Spatiotemporal Impacts of Vertical Urban Development Patterns on Carbon Emission Intensity: A GeoAI Framework Using Multisource Remote Sensing Data

Urban carbon performance emerges from complex interactions among built form, functional mix, population concentration, and ecological conditions, making it difficult to interpret how vertical urban development shapes carbon emission intensity (CEI) across space and time. Existing approaches often rely on single-form indicators or context-insensitive models that overlook typological differentiation, spatial heterogeneity, and nonlinear effects. This study develops a typology-aware GeoAI framework to examine the association between vertical-development-oriented urban morphology and CEI across five major Chinese cities in 2005, 2010, 2015, and 2020 using multisource geospatial data, including ODIAC emissions, gridded GDP, building information, OSM-based POIs, WorldPop, and NDVI. Multiple machine-learning models were benchmarked; MGWR was used as a spatial explanatory reference, and SHAP was applied to recover nonlinear associations. XGBoost achieved the best cross-validation performance (R2 = 0.862, RMSE = 0.077, MAE = 0.004).

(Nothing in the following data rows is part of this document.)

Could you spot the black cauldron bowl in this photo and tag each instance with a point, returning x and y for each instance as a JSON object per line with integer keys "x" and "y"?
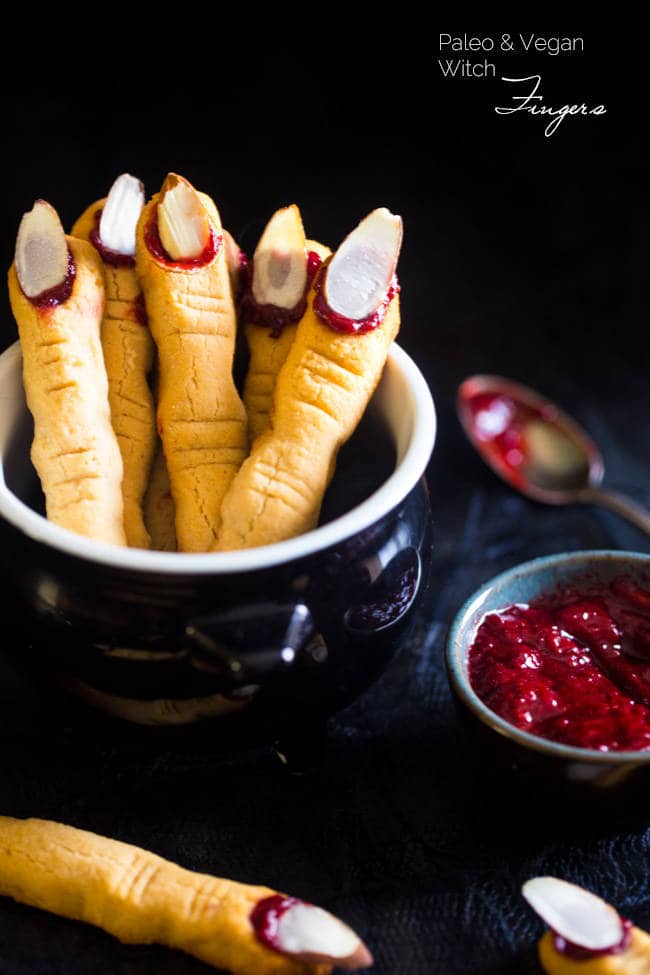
{"x": 270, "y": 640}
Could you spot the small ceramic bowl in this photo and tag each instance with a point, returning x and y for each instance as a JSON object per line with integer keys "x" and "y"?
{"x": 523, "y": 751}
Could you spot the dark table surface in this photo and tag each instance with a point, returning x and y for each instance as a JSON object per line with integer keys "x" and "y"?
{"x": 523, "y": 256}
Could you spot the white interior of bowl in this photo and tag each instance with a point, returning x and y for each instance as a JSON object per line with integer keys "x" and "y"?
{"x": 402, "y": 398}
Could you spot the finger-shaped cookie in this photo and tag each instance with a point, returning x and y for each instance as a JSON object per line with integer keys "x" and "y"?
{"x": 57, "y": 296}
{"x": 109, "y": 225}
{"x": 283, "y": 268}
{"x": 322, "y": 390}
{"x": 142, "y": 899}
{"x": 182, "y": 268}
{"x": 587, "y": 936}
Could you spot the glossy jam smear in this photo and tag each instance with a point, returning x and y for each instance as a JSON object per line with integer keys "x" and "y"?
{"x": 272, "y": 316}
{"x": 578, "y": 953}
{"x": 351, "y": 326}
{"x": 573, "y": 666}
{"x": 265, "y": 918}
{"x": 499, "y": 423}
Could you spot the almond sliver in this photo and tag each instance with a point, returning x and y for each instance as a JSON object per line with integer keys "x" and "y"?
{"x": 576, "y": 914}
{"x": 41, "y": 250}
{"x": 280, "y": 260}
{"x": 183, "y": 223}
{"x": 120, "y": 215}
{"x": 359, "y": 275}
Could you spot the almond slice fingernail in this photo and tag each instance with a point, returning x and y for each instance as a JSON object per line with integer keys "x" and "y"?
{"x": 41, "y": 250}
{"x": 313, "y": 935}
{"x": 280, "y": 260}
{"x": 308, "y": 933}
{"x": 575, "y": 914}
{"x": 120, "y": 215}
{"x": 360, "y": 273}
{"x": 183, "y": 223}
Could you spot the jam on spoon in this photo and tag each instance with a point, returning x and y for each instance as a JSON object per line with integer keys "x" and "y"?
{"x": 536, "y": 448}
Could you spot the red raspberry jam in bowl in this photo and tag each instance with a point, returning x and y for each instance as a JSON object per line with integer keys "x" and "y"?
{"x": 555, "y": 655}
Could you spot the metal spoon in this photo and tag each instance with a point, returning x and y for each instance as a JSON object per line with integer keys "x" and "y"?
{"x": 536, "y": 448}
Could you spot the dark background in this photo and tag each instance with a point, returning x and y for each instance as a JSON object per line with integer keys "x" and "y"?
{"x": 523, "y": 255}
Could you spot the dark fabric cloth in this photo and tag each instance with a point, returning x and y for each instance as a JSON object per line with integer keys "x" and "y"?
{"x": 523, "y": 256}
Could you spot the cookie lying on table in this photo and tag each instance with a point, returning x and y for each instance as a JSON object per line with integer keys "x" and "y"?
{"x": 142, "y": 899}
{"x": 322, "y": 390}
{"x": 56, "y": 289}
{"x": 587, "y": 936}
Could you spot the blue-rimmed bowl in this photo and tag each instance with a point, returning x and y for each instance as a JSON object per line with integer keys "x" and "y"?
{"x": 523, "y": 751}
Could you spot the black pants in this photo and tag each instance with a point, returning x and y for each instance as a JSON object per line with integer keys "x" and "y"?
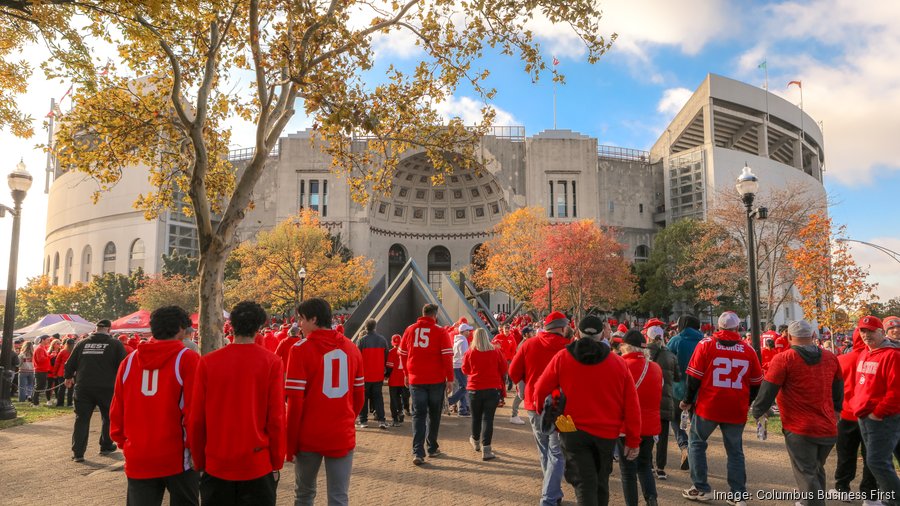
{"x": 483, "y": 404}
{"x": 588, "y": 466}
{"x": 397, "y": 404}
{"x": 218, "y": 492}
{"x": 848, "y": 447}
{"x": 40, "y": 383}
{"x": 86, "y": 399}
{"x": 183, "y": 490}
{"x": 662, "y": 446}
{"x": 374, "y": 401}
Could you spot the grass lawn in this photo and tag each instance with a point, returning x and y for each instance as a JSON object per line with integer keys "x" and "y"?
{"x": 29, "y": 413}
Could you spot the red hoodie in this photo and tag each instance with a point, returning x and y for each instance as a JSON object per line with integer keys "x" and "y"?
{"x": 150, "y": 407}
{"x": 878, "y": 381}
{"x": 531, "y": 360}
{"x": 236, "y": 427}
{"x": 325, "y": 388}
{"x": 427, "y": 353}
{"x": 604, "y": 411}
{"x": 649, "y": 390}
{"x": 485, "y": 369}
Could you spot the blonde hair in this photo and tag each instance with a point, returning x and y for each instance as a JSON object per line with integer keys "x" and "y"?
{"x": 480, "y": 341}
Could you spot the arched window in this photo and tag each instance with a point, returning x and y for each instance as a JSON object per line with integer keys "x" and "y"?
{"x": 109, "y": 258}
{"x": 86, "y": 264}
{"x": 55, "y": 278}
{"x": 641, "y": 253}
{"x": 396, "y": 260}
{"x": 136, "y": 256}
{"x": 438, "y": 264}
{"x": 67, "y": 267}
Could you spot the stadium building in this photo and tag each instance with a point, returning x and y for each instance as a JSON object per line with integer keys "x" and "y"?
{"x": 725, "y": 124}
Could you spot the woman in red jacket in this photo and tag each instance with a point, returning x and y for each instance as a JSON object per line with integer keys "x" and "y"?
{"x": 485, "y": 367}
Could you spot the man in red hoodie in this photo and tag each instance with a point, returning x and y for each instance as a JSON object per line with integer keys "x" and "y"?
{"x": 529, "y": 363}
{"x": 236, "y": 427}
{"x": 599, "y": 415}
{"x": 876, "y": 402}
{"x": 426, "y": 353}
{"x": 149, "y": 411}
{"x": 325, "y": 388}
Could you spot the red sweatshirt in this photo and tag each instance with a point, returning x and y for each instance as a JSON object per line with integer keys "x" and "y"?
{"x": 531, "y": 360}
{"x": 325, "y": 388}
{"x": 150, "y": 407}
{"x": 236, "y": 427}
{"x": 427, "y": 353}
{"x": 485, "y": 369}
{"x": 878, "y": 382}
{"x": 603, "y": 412}
{"x": 649, "y": 390}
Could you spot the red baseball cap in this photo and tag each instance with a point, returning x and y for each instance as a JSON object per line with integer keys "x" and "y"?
{"x": 870, "y": 323}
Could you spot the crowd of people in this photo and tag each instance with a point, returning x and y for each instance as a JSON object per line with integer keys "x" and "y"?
{"x": 217, "y": 429}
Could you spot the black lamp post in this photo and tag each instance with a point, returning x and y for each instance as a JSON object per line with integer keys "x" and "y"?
{"x": 550, "y": 290}
{"x": 19, "y": 182}
{"x": 747, "y": 186}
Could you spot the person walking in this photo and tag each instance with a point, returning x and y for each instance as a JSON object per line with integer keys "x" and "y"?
{"x": 427, "y": 357}
{"x": 529, "y": 363}
{"x": 723, "y": 378}
{"x": 486, "y": 369}
{"x": 236, "y": 423}
{"x": 92, "y": 370}
{"x": 460, "y": 347}
{"x": 592, "y": 418}
{"x": 149, "y": 412}
{"x": 809, "y": 387}
{"x": 876, "y": 403}
{"x": 374, "y": 350}
{"x": 325, "y": 389}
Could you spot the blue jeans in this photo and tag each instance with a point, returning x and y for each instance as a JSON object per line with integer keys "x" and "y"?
{"x": 881, "y": 439}
{"x": 552, "y": 463}
{"x": 460, "y": 394}
{"x": 638, "y": 470}
{"x": 427, "y": 401}
{"x": 26, "y": 385}
{"x": 732, "y": 436}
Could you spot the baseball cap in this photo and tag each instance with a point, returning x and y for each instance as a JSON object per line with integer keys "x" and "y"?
{"x": 729, "y": 320}
{"x": 870, "y": 323}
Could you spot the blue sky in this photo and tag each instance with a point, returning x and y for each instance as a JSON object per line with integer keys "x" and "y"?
{"x": 844, "y": 51}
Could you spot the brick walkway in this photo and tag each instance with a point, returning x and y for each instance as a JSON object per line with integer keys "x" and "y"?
{"x": 35, "y": 469}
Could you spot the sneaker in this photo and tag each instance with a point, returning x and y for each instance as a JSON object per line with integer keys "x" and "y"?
{"x": 692, "y": 494}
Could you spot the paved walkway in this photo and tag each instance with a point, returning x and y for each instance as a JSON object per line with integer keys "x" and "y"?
{"x": 35, "y": 469}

Office-building POI density, population density, and functional diversity were consistently associated with CEI variation, whereas the dominant relationships were typology-specific and time-sensitive. Building height showed a nonlinear positive association in compact high-density cores, while the building-related greening proxy and office-building POI density exhibited recurring nonlinear patterns in mixed-use and expansion zones. Overall, the framework identifies planning-relevant association ranges rather than deterministic policy cutoffs.